The second argument coming with that is you cannot 'show' in first person POV. Like ... what? I mean, it might be that a few authors simply can't, because show is hard. Tell is easy. In fact, I needed probably a year until I had it down what exactly the difference between show and tell is, and guess what? That means I grew as a writer. We all do, every time we type a word, every day we read a book. I've seen authors grow from confused writing to suspenseful, sexy stories that have me at the edge of my seat. I've seen my own writing go from point A to point B, and I'm honest here, others can be the judge of how 'well' or not I do now. I just keep writing. It's what writers do. And, in a way, I think it's what readers do, too. Because with every book you read you grow. You have different expectations, wishes, and hopes for a book because ... well, you've been through so many. We all have. You may have started out reading books with a lot of 'tell' and didn't realize that it was 'bad' until you had a book that showed you the world. It happens. It happens to all of us. We love a certain thing until we suddenly see a different thing. The upgraded version, so to say. So this year you, the reader, are the upgraded version of yourself, and we, the authors, are the next best model of ourselves, releasing the next step on our way to become a better writer, because we know that we always grow, and won't ever stop. Influences are everywhere, around every corner, in every show, hell, even in a song.

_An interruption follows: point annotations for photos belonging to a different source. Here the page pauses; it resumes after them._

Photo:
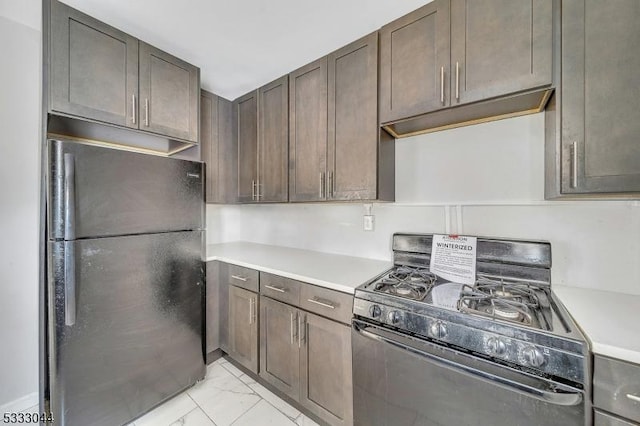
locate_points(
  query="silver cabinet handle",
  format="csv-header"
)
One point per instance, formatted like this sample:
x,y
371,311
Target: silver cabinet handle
x,y
442,85
300,324
146,112
634,398
69,283
291,325
133,108
69,195
317,302
574,164
457,81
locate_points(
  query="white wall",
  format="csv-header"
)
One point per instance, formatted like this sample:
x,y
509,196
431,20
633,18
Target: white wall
x,y
20,84
483,180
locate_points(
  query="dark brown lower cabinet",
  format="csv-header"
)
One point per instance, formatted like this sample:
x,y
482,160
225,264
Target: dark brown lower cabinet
x,y
325,369
308,358
279,351
243,327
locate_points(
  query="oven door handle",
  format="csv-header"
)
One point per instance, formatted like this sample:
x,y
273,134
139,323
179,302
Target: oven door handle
x,y
557,398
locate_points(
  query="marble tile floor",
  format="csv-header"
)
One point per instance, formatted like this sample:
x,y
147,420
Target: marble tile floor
x,y
225,397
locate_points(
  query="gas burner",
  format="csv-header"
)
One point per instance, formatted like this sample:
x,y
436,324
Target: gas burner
x,y
407,282
507,300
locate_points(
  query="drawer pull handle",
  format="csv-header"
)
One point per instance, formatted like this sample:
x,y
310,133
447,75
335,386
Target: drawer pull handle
x,y
633,397
317,302
238,278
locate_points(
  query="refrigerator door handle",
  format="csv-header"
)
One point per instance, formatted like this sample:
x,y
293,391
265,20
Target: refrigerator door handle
x,y
69,283
69,197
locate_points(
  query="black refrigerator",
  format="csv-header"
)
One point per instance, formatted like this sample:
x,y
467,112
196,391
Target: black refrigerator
x,y
122,298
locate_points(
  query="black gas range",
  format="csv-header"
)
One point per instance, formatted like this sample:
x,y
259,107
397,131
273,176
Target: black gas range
x,y
507,329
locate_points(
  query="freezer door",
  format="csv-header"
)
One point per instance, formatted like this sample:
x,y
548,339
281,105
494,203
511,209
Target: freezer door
x,y
125,322
96,191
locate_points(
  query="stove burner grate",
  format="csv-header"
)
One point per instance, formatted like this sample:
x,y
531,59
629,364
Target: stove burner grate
x,y
407,282
502,299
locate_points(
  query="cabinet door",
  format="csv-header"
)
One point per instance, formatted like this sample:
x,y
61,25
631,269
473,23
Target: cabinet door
x,y
279,353
212,312
227,154
94,68
353,120
169,94
499,47
414,63
600,96
246,119
218,148
308,132
208,143
327,388
273,136
243,327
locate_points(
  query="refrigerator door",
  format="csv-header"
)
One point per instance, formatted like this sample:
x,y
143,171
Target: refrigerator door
x,y
96,191
126,322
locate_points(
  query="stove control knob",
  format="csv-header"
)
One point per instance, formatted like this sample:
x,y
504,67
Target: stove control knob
x,y
496,346
375,311
438,330
393,317
532,356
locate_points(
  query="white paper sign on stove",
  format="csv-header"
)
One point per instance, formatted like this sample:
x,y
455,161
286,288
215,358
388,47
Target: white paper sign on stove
x,y
453,257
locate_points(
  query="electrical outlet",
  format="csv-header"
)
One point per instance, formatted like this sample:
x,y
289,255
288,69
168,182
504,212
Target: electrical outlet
x,y
368,222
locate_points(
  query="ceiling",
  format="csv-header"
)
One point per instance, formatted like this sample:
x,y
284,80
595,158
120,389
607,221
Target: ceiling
x,y
240,45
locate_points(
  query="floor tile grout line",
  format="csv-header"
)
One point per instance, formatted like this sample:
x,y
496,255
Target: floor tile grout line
x,y
282,412
247,410
260,396
201,409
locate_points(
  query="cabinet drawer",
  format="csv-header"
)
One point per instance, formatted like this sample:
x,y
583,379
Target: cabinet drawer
x,y
243,277
329,303
604,419
280,288
616,387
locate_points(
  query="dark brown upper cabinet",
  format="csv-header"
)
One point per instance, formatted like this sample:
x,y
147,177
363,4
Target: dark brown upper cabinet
x,y
218,148
335,151
592,124
308,132
414,63
93,68
273,141
460,62
169,94
262,120
102,74
352,150
246,124
499,47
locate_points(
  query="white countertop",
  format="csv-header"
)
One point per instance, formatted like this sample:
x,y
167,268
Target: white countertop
x,y
337,272
609,320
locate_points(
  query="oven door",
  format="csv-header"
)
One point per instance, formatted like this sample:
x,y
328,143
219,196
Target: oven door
x,y
399,380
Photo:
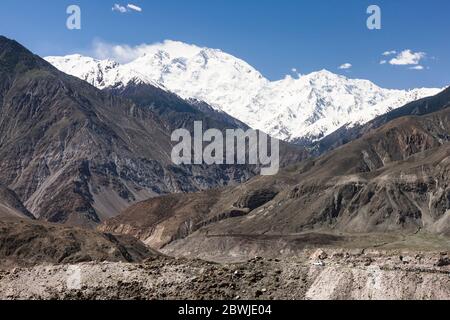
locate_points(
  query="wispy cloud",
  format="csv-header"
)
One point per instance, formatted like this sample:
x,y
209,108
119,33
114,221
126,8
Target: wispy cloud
x,y
407,57
119,8
389,53
345,66
128,8
134,7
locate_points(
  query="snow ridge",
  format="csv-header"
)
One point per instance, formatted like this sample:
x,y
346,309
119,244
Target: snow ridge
x,y
309,107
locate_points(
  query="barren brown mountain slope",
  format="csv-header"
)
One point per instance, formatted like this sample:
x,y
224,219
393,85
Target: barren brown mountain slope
x,y
74,154
27,243
11,206
395,179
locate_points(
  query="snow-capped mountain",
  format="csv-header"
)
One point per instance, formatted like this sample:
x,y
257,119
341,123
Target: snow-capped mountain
x,y
309,107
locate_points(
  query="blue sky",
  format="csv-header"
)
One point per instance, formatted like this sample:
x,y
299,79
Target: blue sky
x,y
274,36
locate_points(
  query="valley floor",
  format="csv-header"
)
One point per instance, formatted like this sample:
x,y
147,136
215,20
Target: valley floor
x,y
314,274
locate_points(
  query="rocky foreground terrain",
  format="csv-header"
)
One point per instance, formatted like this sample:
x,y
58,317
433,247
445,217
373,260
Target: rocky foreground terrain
x,y
315,274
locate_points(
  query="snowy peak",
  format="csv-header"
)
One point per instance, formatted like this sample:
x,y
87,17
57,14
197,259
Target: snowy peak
x,y
99,73
308,107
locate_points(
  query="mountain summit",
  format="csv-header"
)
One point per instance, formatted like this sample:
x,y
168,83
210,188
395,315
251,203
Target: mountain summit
x,y
306,108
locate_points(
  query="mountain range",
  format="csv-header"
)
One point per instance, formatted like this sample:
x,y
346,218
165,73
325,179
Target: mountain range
x,y
301,109
393,180
84,154
75,154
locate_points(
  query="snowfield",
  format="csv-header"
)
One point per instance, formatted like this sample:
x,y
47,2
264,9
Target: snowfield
x,y
309,107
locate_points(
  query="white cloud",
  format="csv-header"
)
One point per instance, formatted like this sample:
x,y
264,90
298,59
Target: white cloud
x,y
119,53
389,53
345,66
124,9
407,57
134,7
119,8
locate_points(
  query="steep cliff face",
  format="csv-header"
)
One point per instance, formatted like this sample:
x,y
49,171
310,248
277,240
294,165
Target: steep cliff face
x,y
75,154
394,179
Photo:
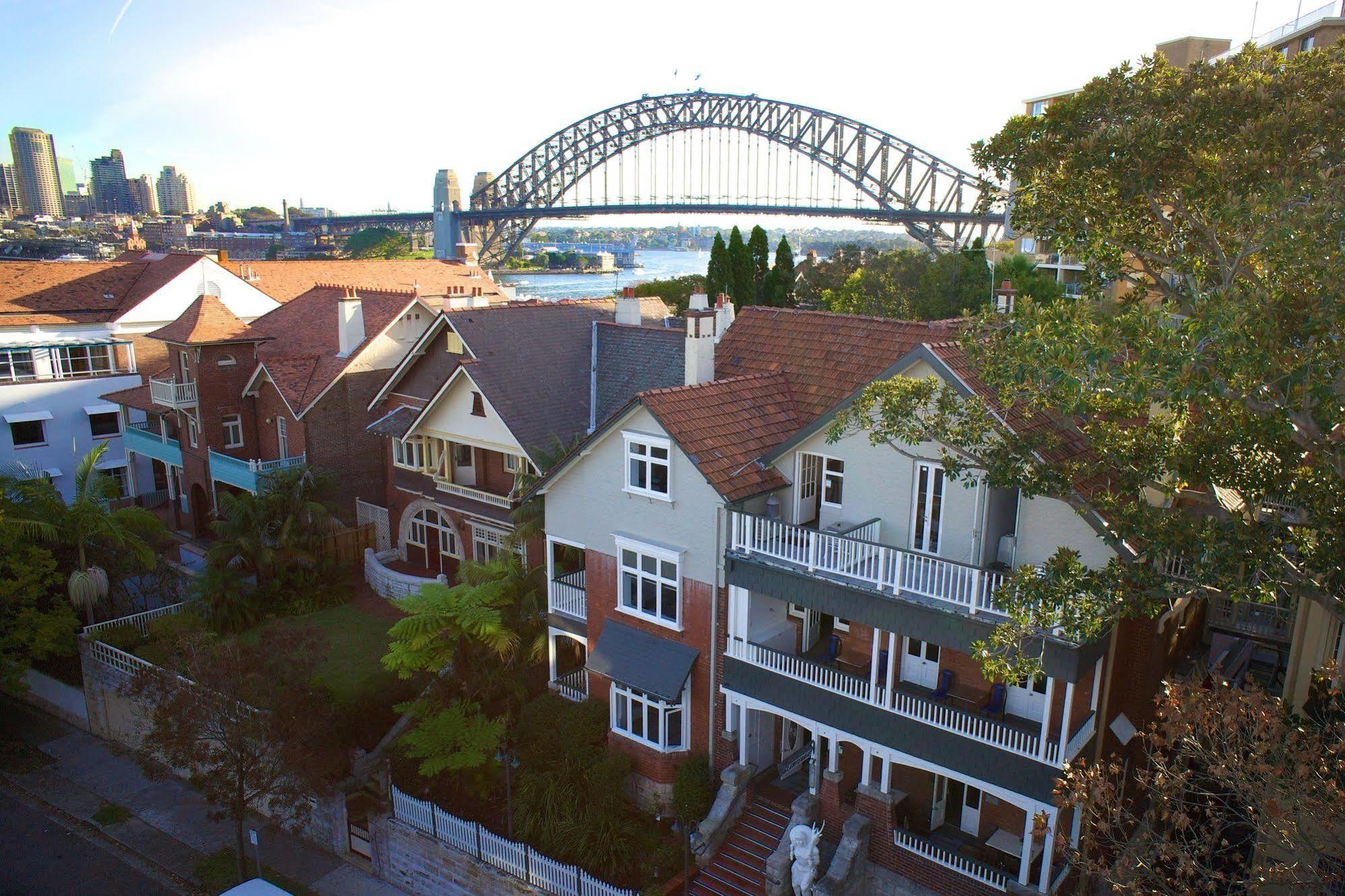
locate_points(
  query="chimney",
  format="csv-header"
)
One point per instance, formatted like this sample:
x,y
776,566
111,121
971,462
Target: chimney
x,y
628,309
724,315
700,345
1005,297
350,322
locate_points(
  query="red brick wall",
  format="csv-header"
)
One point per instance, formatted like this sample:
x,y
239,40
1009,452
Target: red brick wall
x,y
696,620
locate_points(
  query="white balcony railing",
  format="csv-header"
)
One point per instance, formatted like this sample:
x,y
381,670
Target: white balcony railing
x,y
172,394
880,567
568,595
902,703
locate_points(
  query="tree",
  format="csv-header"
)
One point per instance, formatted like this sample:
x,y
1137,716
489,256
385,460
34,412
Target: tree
x,y
719,271
246,723
760,254
1234,797
1218,194
741,282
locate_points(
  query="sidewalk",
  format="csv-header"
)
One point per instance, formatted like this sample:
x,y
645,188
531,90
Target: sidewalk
x,y
168,823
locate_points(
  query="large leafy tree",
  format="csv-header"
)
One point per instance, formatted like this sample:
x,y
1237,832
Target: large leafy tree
x,y
1211,398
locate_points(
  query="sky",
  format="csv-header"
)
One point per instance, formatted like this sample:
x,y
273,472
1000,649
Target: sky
x,y
355,106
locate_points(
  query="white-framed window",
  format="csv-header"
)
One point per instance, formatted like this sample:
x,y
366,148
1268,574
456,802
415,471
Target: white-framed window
x,y
649,585
833,482
647,469
649,720
233,431
409,454
16,365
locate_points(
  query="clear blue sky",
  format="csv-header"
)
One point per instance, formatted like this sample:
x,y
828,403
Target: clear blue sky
x,y
354,106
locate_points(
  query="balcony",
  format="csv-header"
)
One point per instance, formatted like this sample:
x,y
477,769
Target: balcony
x,y
170,394
145,439
868,564
245,474
567,595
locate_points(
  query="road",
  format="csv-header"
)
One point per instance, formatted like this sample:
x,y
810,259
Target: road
x,y
39,856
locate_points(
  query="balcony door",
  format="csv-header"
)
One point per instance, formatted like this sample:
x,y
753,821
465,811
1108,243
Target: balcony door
x,y
920,663
927,509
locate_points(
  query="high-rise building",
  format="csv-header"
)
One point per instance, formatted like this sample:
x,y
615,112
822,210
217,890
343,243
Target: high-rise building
x,y
143,201
109,184
9,190
35,167
176,196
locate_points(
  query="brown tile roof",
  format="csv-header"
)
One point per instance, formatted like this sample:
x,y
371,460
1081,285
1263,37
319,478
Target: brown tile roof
x,y
285,281
52,293
206,321
727,426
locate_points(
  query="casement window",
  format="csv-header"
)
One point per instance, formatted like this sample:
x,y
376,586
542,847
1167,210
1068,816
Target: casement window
x,y
833,482
105,426
233,431
409,454
649,720
16,365
647,466
649,585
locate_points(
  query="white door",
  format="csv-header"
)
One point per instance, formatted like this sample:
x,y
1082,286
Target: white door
x,y
1028,699
970,811
939,808
927,511
920,663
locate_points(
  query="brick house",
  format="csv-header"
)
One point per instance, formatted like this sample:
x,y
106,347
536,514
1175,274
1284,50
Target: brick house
x,y
803,610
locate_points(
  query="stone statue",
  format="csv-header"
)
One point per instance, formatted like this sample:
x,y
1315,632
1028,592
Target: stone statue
x,y
803,858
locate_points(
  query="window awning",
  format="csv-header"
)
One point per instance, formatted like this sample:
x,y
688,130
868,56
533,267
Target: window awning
x,y
27,416
646,663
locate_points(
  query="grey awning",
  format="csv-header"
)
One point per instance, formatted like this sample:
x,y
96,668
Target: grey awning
x,y
646,663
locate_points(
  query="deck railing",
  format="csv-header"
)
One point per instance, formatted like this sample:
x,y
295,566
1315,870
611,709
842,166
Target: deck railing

My point? You don't like first POV anymore because it has been overdone in your mind? Move on to third person then, because—newsflash—there are a million books out there for you. Pick what you want to read based on what you feel like and don't declare something easier or harder just because you've read it over and over again. If you keep buying billionaire books you'll read similar storylines, so maybe for you it's time to try a cowboy, or a broken boy. 😉
Writing, no matter if you're a reader or a writer, is for YOU. YOU pick what you like, and YOU write what you want, because with everything you write, and with everything you read, YOU need to make YOURSELF happy, and no one else. And here's a promise: Out there is at least one more person who'll love what you loved. Most likely even more than one person. I promise.
Be brave and try something new because life is what happens when you take risks.